Do you think she would have reasonable grounds (legally) to argue that her line manager gave her written approval, so that should supersede her contract?  Or is that not going to fly? 

Her preference is to leave earlier, by the 4 month mark.  I'd welcome your input on any strategy you could recommend for her to get them to adhere to the date her manager originally agreed, overriding the terms of her contract.  Thank you so much. 


duplicate_account_MarkAus's picture

I'm no lawyer but I'd bet the written contract is the enforceable contract - and not the the non-specific amendment by the manager.   The verbiage in point #4 is clearly designed to cover the manager's butt.  He should have said "this needs to go through proper channels, I'll let you know."   Unfortunately, the way it reads now is "I do not oppose this, but ultimately it is not my decision".

However, I would hope your company would be reasonable with you if you explain what you've said above.   The company should understand that their manager is a representative of the company and that your wife acted in good faith on his advice.  

Frankly however, your wife's enthusiasm to move on probably caused her to be less cautious around that response than she should have.   To my mind this is like accepting a job offer before you get the documentation (you accept a lot of risk by doing that).   She should have waited for the formal company response before acting.   I know that comment doesn't help you, but your current company will likely argue along those lines.

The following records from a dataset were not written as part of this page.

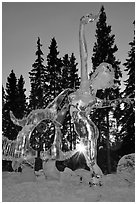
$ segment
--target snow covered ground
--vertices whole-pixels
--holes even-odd
[[[135,183],[120,175],[103,177],[102,186],[90,187],[80,183],[77,176],[68,172],[60,178],[45,179],[41,174],[33,181],[26,181],[21,173],[2,173],[3,202],[134,202]]]

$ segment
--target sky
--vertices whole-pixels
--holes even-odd
[[[40,37],[41,50],[44,53],[44,65],[51,39],[55,37],[59,57],[74,53],[78,68],[79,56],[79,20],[88,13],[97,14],[104,5],[107,24],[111,34],[115,35],[118,51],[115,56],[121,61],[123,79],[127,78],[123,63],[130,51],[129,42],[134,37],[134,2],[3,2],[2,3],[2,84],[13,69],[17,79],[23,75],[26,94],[29,95],[29,71],[36,60],[37,38]],[[92,69],[91,55],[96,42],[96,23],[86,27],[88,46],[88,70]],[[123,88],[123,85],[122,85]]]

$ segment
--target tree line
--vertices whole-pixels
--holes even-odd
[[[135,25],[135,22],[133,23]],[[102,6],[99,20],[96,24],[96,42],[93,47],[91,62],[93,69],[89,77],[102,62],[108,62],[114,68],[115,78],[119,86],[116,89],[99,90],[97,97],[113,100],[124,97],[135,97],[135,31],[134,39],[129,42],[131,49],[123,66],[127,72],[124,81],[125,89],[121,91],[121,62],[116,59],[118,47],[115,35],[111,33],[111,26],[107,25],[105,9]],[[20,127],[10,120],[9,111],[21,119],[32,110],[46,108],[46,106],[64,89],[78,89],[80,77],[78,63],[74,53],[65,54],[59,58],[57,41],[54,38],[49,46],[46,65],[40,38],[37,39],[36,60],[29,72],[30,95],[27,100],[24,88],[25,80],[21,75],[17,79],[12,70],[7,77],[6,88],[2,86],[2,133],[10,140],[17,137]],[[91,119],[99,129],[98,164],[104,173],[115,171],[116,164],[124,154],[135,152],[135,104],[118,104],[113,108],[98,109],[91,112]],[[76,133],[69,112],[63,124],[63,151],[75,148]]]

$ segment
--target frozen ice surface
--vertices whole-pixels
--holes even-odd
[[[109,174],[103,177],[103,186],[89,187],[79,182],[79,173],[65,169],[60,179],[45,179],[43,173],[36,181],[26,182],[21,173],[3,172],[3,202],[134,202],[134,182],[128,182],[121,175]],[[83,171],[84,174],[84,171]],[[86,175],[86,172],[85,172]]]

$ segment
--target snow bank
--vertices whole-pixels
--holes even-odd
[[[78,174],[78,172],[77,172]],[[85,172],[86,175],[86,172]],[[135,187],[117,174],[103,177],[103,186],[87,185],[80,182],[79,175],[65,169],[60,179],[45,175],[37,176],[36,181],[23,181],[21,173],[3,172],[3,202],[134,202]]]

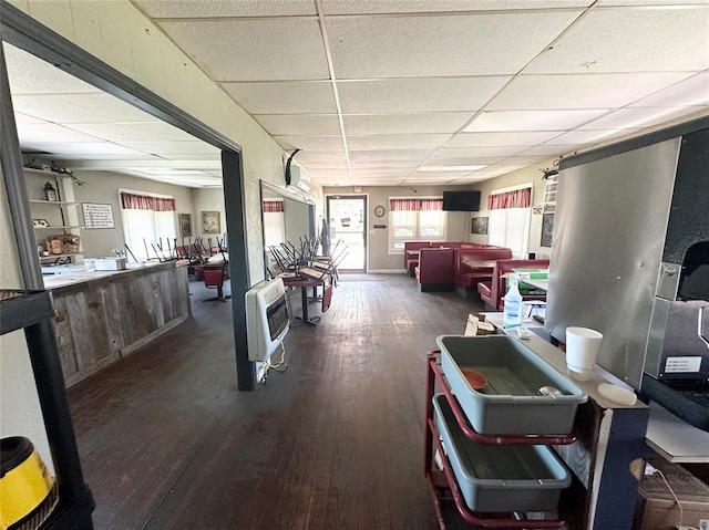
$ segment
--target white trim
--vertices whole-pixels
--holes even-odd
[[[493,189],[492,191],[490,191],[489,195],[506,194],[507,191],[515,191],[517,189],[526,189],[526,188],[532,188],[532,191],[534,191],[534,183],[517,184],[514,186],[508,186],[506,188]]]
[[[121,198],[121,194],[144,195],[145,197],[156,197],[158,199],[174,199],[175,198],[172,195],[154,194],[152,191],[137,191],[135,189],[119,188],[119,199]],[[123,208],[123,205],[121,205],[121,208]]]
[[[443,200],[442,195],[390,195],[388,200],[391,199],[404,199],[404,200],[415,200],[415,199],[441,199]]]

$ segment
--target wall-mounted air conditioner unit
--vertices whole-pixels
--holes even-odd
[[[290,166],[290,185],[310,191],[310,174],[300,166]]]

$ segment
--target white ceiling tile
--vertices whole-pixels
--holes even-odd
[[[477,111],[510,77],[430,77],[338,82],[345,114]]]
[[[521,75],[485,110],[618,108],[689,75],[690,72]]]
[[[343,149],[341,136],[274,136],[286,150],[337,150]]]
[[[312,0],[133,0],[133,3],[154,19],[317,14]]]
[[[75,123],[68,125],[80,133],[109,142],[191,142],[194,136],[164,122]]]
[[[421,160],[423,163],[435,149],[384,149],[384,150],[352,150],[352,160]]]
[[[702,72],[636,101],[630,106],[709,105],[709,72]]]
[[[525,149],[520,155],[544,155],[546,157],[568,156],[576,152],[580,144],[575,145],[535,145],[530,149]]]
[[[517,147],[517,150],[520,148]],[[511,155],[507,155],[511,156]],[[484,157],[467,157],[467,158],[438,158],[433,157],[427,165],[430,166],[476,166],[495,164],[500,160],[504,160],[507,156],[484,156]]]
[[[528,146],[542,144],[558,132],[525,132],[525,133],[459,133],[445,147],[494,147],[494,146]]]
[[[706,4],[595,9],[525,73],[706,70],[707,20]]]
[[[17,112],[54,123],[155,122],[155,117],[103,92],[18,95]]]
[[[353,169],[415,169],[421,164],[415,160],[354,160],[350,165]]]
[[[125,149],[125,152],[130,152],[131,149]],[[124,163],[124,162],[131,162],[132,164],[135,164],[137,160],[140,160],[141,163],[144,162],[152,162],[152,160],[156,160],[158,159],[155,155],[148,155],[146,153],[138,153],[138,152],[133,152],[134,154],[126,154],[126,153],[101,153],[97,155],[89,155],[89,154],[80,154],[80,155],[56,155],[56,154],[52,154],[52,159],[58,159],[58,160],[74,160],[74,163],[71,165],[71,168],[73,170],[86,170],[86,172],[91,172],[91,168],[84,168],[83,166],[83,162],[88,162],[88,160],[115,160],[115,162],[120,162],[120,163]],[[125,164],[123,164],[123,167],[125,167]]]
[[[210,160],[218,164],[219,167],[222,166],[222,155],[218,149],[214,149],[210,153],[164,153],[158,158],[163,160]]]
[[[160,25],[215,81],[329,77],[315,17],[172,20]]]
[[[161,156],[216,155],[220,150],[206,142],[123,142],[126,147]]]
[[[638,131],[637,128],[624,128],[624,129],[613,129],[613,131],[572,131],[569,133],[563,134],[554,139],[546,142],[546,144],[548,145],[578,144],[578,145],[584,145],[584,147],[587,147],[594,144],[598,144],[600,142],[609,141],[612,138],[626,136],[637,131]]]
[[[332,152],[301,152],[297,155],[298,163],[301,162],[346,162],[347,157],[345,156],[345,150],[332,150]]]
[[[22,114],[21,112],[16,112],[14,113],[14,123],[18,124],[40,124],[40,123],[45,123],[49,124],[51,122],[48,122],[45,119],[40,119],[39,117],[34,117],[34,116],[30,116],[29,114]]]
[[[337,79],[494,75],[517,73],[579,14],[335,17],[326,27]]]
[[[482,183],[485,180],[490,180],[493,177],[487,177],[484,175],[467,175],[466,177],[463,178],[459,178],[458,180],[455,180],[454,184],[456,185],[464,185],[464,184],[475,184],[475,183]]]
[[[493,146],[493,147],[444,147],[433,157],[434,160],[460,158],[499,158],[513,156],[523,150],[520,146]]]
[[[270,135],[341,134],[337,114],[288,114],[254,116]]]
[[[13,98],[20,94],[89,94],[101,92],[31,53],[2,43]]]
[[[22,145],[23,149],[32,149],[44,153],[62,153],[64,155],[80,155],[85,158],[86,155],[121,155],[121,157],[135,155],[142,158],[144,153],[132,149],[126,146],[112,144],[111,142],[76,142],[64,144],[61,142],[42,143],[42,142],[25,142]]]
[[[702,108],[703,107],[701,106],[620,108],[598,119],[594,119],[593,122],[578,127],[578,129],[597,131],[609,128],[650,127],[687,114],[693,114]]]
[[[605,114],[588,111],[497,111],[483,112],[463,131],[501,133],[514,131],[566,131]]]
[[[322,10],[326,14],[435,13],[586,8],[592,3],[592,0],[323,0]]]
[[[100,138],[90,136],[71,128],[62,127],[53,123],[19,123],[18,137],[21,144],[29,143],[55,143],[61,138],[62,143],[99,142]]]
[[[249,114],[332,114],[337,112],[328,81],[223,83]]]
[[[421,114],[358,114],[342,116],[347,134],[455,133],[470,112]]]
[[[347,137],[347,143],[354,150],[425,149],[440,147],[450,136],[449,134],[350,135]]]
[[[511,156],[506,158],[503,164],[535,164],[537,162],[547,160],[548,156],[546,155],[530,155],[530,156]]]

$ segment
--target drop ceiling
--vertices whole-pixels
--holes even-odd
[[[132,3],[323,186],[471,185],[709,114],[709,1]],[[216,148],[6,53],[23,147],[218,185]]]

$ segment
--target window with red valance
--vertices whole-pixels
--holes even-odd
[[[443,199],[389,199],[391,211],[432,211],[443,209]]]
[[[125,210],[175,211],[175,199],[122,191],[121,207]]]
[[[487,196],[487,209],[528,208],[532,206],[532,188],[514,189]]]
[[[264,211],[266,214],[276,214],[278,211],[284,211],[284,201],[282,200],[264,200]]]

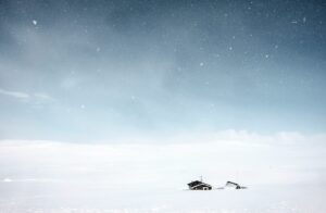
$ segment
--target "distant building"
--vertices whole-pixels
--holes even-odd
[[[200,180],[195,180],[188,184],[190,190],[212,190],[212,186]]]

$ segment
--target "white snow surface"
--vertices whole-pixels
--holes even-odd
[[[237,131],[164,143],[2,140],[0,212],[326,212],[324,143]],[[248,189],[186,190],[201,175]]]

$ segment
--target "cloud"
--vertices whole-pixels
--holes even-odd
[[[322,183],[325,141],[325,135],[236,130],[114,145],[1,140],[0,178],[113,188],[180,188],[200,175],[214,186],[226,180],[249,186]]]
[[[30,96],[28,93],[22,92],[22,91],[9,91],[9,90],[0,89],[0,93],[4,95],[4,96],[17,98],[17,99],[29,99],[30,98]]]
[[[0,93],[12,97],[12,98],[21,99],[24,101],[34,101],[34,102],[42,101],[42,102],[45,102],[45,101],[54,101],[55,100],[54,98],[50,97],[49,95],[42,93],[42,92],[27,93],[27,92],[23,92],[23,91],[10,91],[10,90],[0,88]]]

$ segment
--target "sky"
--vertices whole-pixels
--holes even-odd
[[[325,35],[317,0],[1,0],[0,139],[324,134]]]

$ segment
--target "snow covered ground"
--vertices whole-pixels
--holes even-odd
[[[326,212],[324,136],[197,139],[2,140],[0,212]],[[200,175],[214,187],[234,180],[248,189],[186,190]]]
[[[11,183],[12,184],[12,183]],[[122,189],[62,184],[1,183],[1,212],[325,212],[317,186],[247,190]],[[7,191],[7,192],[4,192]]]

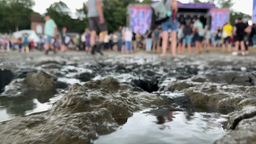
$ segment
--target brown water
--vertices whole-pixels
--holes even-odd
[[[225,115],[175,112],[172,121],[166,114],[166,122],[159,124],[156,116],[145,112],[150,110],[134,114],[116,132],[100,136],[93,144],[212,144],[225,134],[222,127]]]
[[[60,99],[63,95],[52,96],[52,98],[44,100],[45,98],[28,98],[24,96],[8,98],[0,96],[0,122],[10,120],[20,116],[48,110],[52,104]]]

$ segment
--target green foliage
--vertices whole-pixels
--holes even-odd
[[[71,20],[71,10],[64,2],[54,2],[46,9],[48,14],[56,22],[58,28],[68,26]]]
[[[32,0],[0,0],[0,31],[30,29]]]
[[[194,1],[202,2],[200,0]],[[208,0],[206,2],[215,4],[218,8],[230,8],[234,5],[234,1]],[[128,4],[150,4],[151,2],[151,0],[104,0],[102,8],[109,31],[116,31],[120,26],[126,25]],[[33,12],[32,8],[34,5],[33,0],[0,0],[0,32],[13,32],[16,29],[30,29],[30,16]],[[70,31],[82,32],[89,26],[88,10],[84,4],[81,8],[76,10],[76,16],[72,16],[68,6],[61,1],[52,4],[46,10],[59,29],[66,26]],[[234,22],[238,17],[244,17],[246,15],[230,10],[230,22]],[[76,18],[73,18],[74,17]]]

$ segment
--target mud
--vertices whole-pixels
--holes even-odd
[[[14,118],[0,123],[4,138],[0,144],[90,144],[148,108],[160,123],[166,123],[168,118],[154,112],[168,108],[182,110],[177,114],[185,114],[188,118],[184,120],[196,112],[226,118],[219,124],[226,133],[216,137],[214,144],[256,142],[256,59],[252,56],[11,54],[0,54],[0,110]],[[52,102],[52,106],[27,116],[37,107],[35,99],[41,104]],[[199,122],[208,120],[204,120]],[[220,134],[214,136],[209,140]],[[186,144],[178,139],[182,137],[172,138]],[[214,141],[204,140],[195,144]]]
[[[126,123],[132,112],[166,104],[160,96],[138,92],[108,78],[76,84],[51,110],[0,124],[1,141],[16,144],[90,144]]]

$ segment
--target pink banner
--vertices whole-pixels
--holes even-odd
[[[212,16],[211,31],[222,28],[229,20],[230,12],[226,9],[212,9],[210,11]]]
[[[150,6],[132,6],[130,8],[132,30],[135,33],[145,34],[151,25],[151,8]]]

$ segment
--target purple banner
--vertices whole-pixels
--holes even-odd
[[[254,0],[254,7],[252,10],[252,23],[256,24],[256,0]]]
[[[196,4],[182,4],[178,2],[178,7],[179,8],[216,8],[215,4],[201,4],[201,3],[196,3]]]
[[[150,6],[130,8],[130,28],[135,33],[144,34],[150,28],[152,11]]]
[[[214,32],[222,28],[229,20],[230,12],[228,10],[212,9],[210,11],[212,16],[210,30]]]

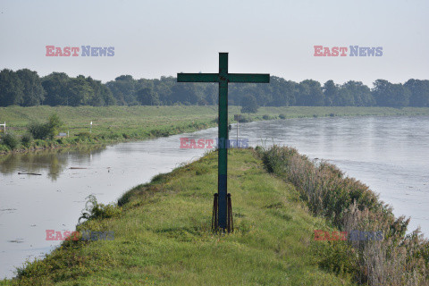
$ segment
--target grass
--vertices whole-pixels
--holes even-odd
[[[356,281],[369,285],[428,284],[429,241],[418,230],[406,234],[409,219],[396,218],[391,207],[367,186],[331,164],[315,164],[291,147],[257,147],[257,152],[270,172],[297,188],[313,214],[348,233],[383,233],[376,242],[350,241],[357,257],[356,267],[350,267]]]
[[[215,152],[157,175],[78,226],[114,240],[65,241],[0,285],[353,285],[347,245],[315,241],[314,230],[332,228],[250,149],[230,155],[235,231],[212,233],[216,178]]]
[[[229,107],[230,122],[233,122],[233,114],[239,114],[240,109]],[[44,122],[52,114],[57,114],[64,122],[60,132],[70,133],[70,138],[25,140],[16,147],[16,151],[146,139],[217,125],[217,106],[9,106],[0,107],[0,122],[6,122],[7,130],[21,138],[25,137],[30,122]],[[260,107],[248,121],[355,115],[429,115],[429,108]],[[0,144],[0,154],[11,151],[10,147]]]

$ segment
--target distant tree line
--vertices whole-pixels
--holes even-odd
[[[122,75],[106,82],[53,72],[40,78],[22,69],[0,72],[0,106],[21,105],[217,105],[216,83],[177,83],[176,78],[135,80]],[[242,105],[254,97],[259,106],[429,106],[429,80],[404,84],[377,80],[371,89],[360,81],[299,83],[272,76],[270,84],[230,84],[229,104]],[[254,100],[251,98],[251,100]]]

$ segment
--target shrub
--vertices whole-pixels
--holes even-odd
[[[88,201],[85,204],[85,209],[82,211],[82,214],[79,218],[78,223],[80,223],[81,219],[103,219],[114,217],[121,214],[121,207],[113,204],[99,204],[94,195],[89,195],[86,198]]]
[[[92,134],[89,132],[80,132],[76,134],[76,136],[80,139],[90,139],[92,137]]]
[[[54,114],[49,116],[47,122],[39,123],[33,122],[29,125],[28,130],[35,139],[46,139],[47,138],[53,139],[54,137],[58,134],[58,130],[62,125],[63,122],[60,121],[58,115]]]
[[[354,273],[357,282],[368,285],[404,285],[404,281],[409,282],[406,285],[428,284],[429,242],[419,237],[418,230],[407,234],[409,219],[395,218],[391,208],[367,186],[345,177],[331,164],[315,164],[294,148],[273,146],[257,152],[268,172],[297,188],[315,214],[324,216],[341,231],[385,233],[377,243],[349,242],[353,257],[348,245],[334,245],[323,254],[322,266],[340,274]]]
[[[45,139],[49,134],[46,124],[36,122],[29,123],[28,130],[35,139]]]
[[[31,142],[33,141],[33,138],[31,137],[30,133],[25,133],[21,138],[21,144],[22,144],[25,147],[29,147],[31,146]]]
[[[2,142],[12,150],[15,149],[20,145],[20,140],[13,133],[6,133],[2,137]]]
[[[49,139],[54,139],[54,137],[55,137],[56,134],[58,134],[58,131],[63,125],[63,122],[61,122],[58,114],[54,114],[49,116],[49,119],[45,125],[47,130],[47,136],[49,137]]]

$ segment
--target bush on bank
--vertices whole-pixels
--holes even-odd
[[[409,219],[395,218],[391,208],[367,186],[344,176],[333,164],[315,163],[291,147],[273,146],[257,151],[270,172],[291,182],[317,215],[328,218],[341,231],[383,231],[381,241],[347,241],[358,262],[355,280],[369,285],[427,285],[429,242],[419,230],[406,234]],[[342,242],[342,241],[341,241]],[[327,265],[341,257],[326,254]],[[331,256],[331,257],[329,257]],[[343,256],[347,257],[347,256]],[[341,260],[341,259],[340,259]],[[353,268],[351,267],[351,272]]]

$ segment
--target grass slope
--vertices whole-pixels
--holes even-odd
[[[240,114],[240,106],[230,106],[230,118]],[[46,122],[47,117],[56,113],[64,122],[63,131],[70,130],[71,135],[89,131],[92,121],[95,134],[114,131],[139,131],[154,127],[172,127],[189,124],[192,122],[210,122],[217,116],[217,106],[33,106],[0,107],[0,122],[6,122],[12,130],[21,131],[32,121]],[[429,108],[406,107],[324,107],[290,106],[260,107],[252,114],[254,119],[263,115],[277,117],[284,114],[287,118],[315,116],[351,116],[351,115],[429,115]]]
[[[314,241],[313,231],[328,226],[294,187],[266,172],[251,150],[230,152],[234,233],[210,231],[213,152],[125,193],[120,214],[78,228],[114,231],[114,240],[66,241],[0,284],[350,285],[318,266],[326,241]]]

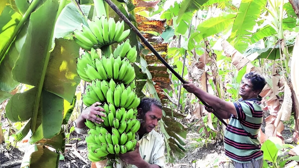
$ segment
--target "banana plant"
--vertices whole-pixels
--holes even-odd
[[[79,46],[54,35],[66,1],[7,1],[1,4],[0,15],[6,18],[0,21],[5,30],[0,34],[4,39],[0,97],[1,101],[10,97],[5,111],[10,121],[25,122],[16,140],[29,134],[29,143],[34,147],[24,156],[23,161],[29,161],[22,166],[57,167],[59,151],[65,147],[64,100],[72,102],[80,80],[74,61]],[[7,93],[20,83],[30,85],[29,89],[13,95]]]

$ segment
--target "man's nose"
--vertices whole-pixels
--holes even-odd
[[[155,125],[155,126],[157,126],[158,125],[158,120],[155,120],[152,121],[152,123]]]

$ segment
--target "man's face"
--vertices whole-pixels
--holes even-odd
[[[162,117],[162,110],[155,105],[152,104],[151,109],[142,118],[143,122],[141,123],[140,129],[146,132],[150,132],[158,125],[158,121]]]
[[[258,91],[253,90],[253,86],[250,80],[244,77],[242,79],[240,85],[239,94],[243,100],[246,100],[257,96]]]

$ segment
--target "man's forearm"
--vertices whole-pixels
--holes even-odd
[[[150,164],[143,160],[141,160],[135,166],[138,168],[161,168],[156,164]]]
[[[194,94],[197,97],[202,98],[208,104],[212,106],[214,109],[215,112],[219,114],[223,119],[229,118],[230,114],[224,111],[222,109],[225,107],[224,104],[225,101],[221,99],[217,96],[214,96],[204,91],[199,88],[196,88]]]
[[[84,123],[86,121],[86,120],[83,119],[80,114],[78,117],[78,118],[75,121],[76,123],[76,126],[78,128],[82,128],[86,126],[85,123]]]

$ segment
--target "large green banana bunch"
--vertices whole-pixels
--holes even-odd
[[[112,18],[108,19],[103,16],[95,17],[94,21],[87,20],[88,25],[81,24],[82,30],[74,31],[74,40],[82,48],[90,51],[115,42],[119,43],[130,33],[130,30],[124,31],[123,21],[116,23]]]
[[[135,91],[136,74],[132,65],[137,51],[127,39],[118,44],[113,53],[103,54],[98,48],[120,42],[130,30],[123,31],[123,22],[116,23],[113,18],[104,16],[87,23],[88,25],[82,25],[82,31],[74,32],[75,40],[86,50],[78,59],[77,68],[80,77],[89,83],[83,101],[88,106],[102,103],[106,116],[97,115],[104,120],[101,124],[89,120],[85,122],[90,129],[85,139],[88,158],[93,162],[107,158],[113,161],[120,153],[134,150],[137,142],[135,135],[140,122],[137,119],[137,108],[140,99]]]

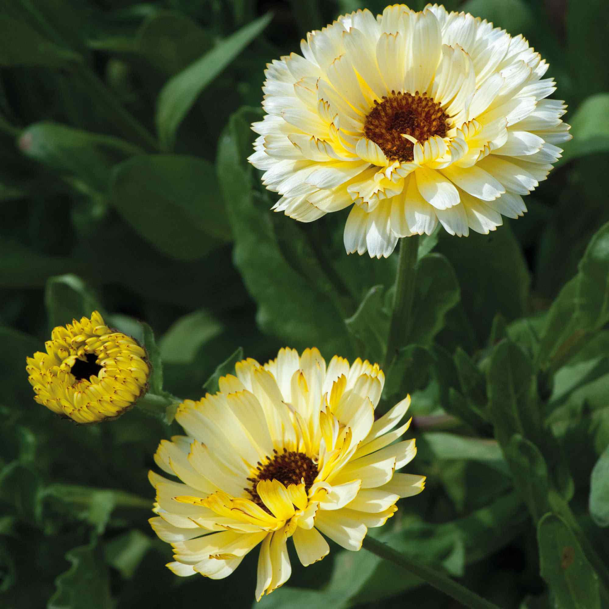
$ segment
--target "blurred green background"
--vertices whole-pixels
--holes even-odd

Whatever you do keep the new employer informed of developments in a timely fashion. 

Good luck!


jpl980's picture


Thanks so much for your candid input on this. Everything you shared here makes complete sense, and I'm inclined to agree with your views even though it ultimately may not be what my wife wants to hear.  I do think her manager left himself an "out," and given that this is written in her contract, she may be stuck.  

I'm still shocked at some of the notice periods here in the UK.  In her situation, because she informed them of her resignation 10 working days after the cutoff, her notice period extended from being 3 months to 7 months.  It seems crazy to have 2 weeks past the cutoff date equate to 15 weeks additional weeks of notice period time.

It's helpful to get your perspective here.  On a side note, I've been listening to your casts for years now, including your Interview Series, which I also shared with my wife.  I find your advice to hit the nail on the head nearly every single time across various companies and settings.  I can't thank you enough for all your guidance you've provided me over the years, which has served me well during my 10-year stint in brand management.

The work you guys do is invaluable.   Thank you.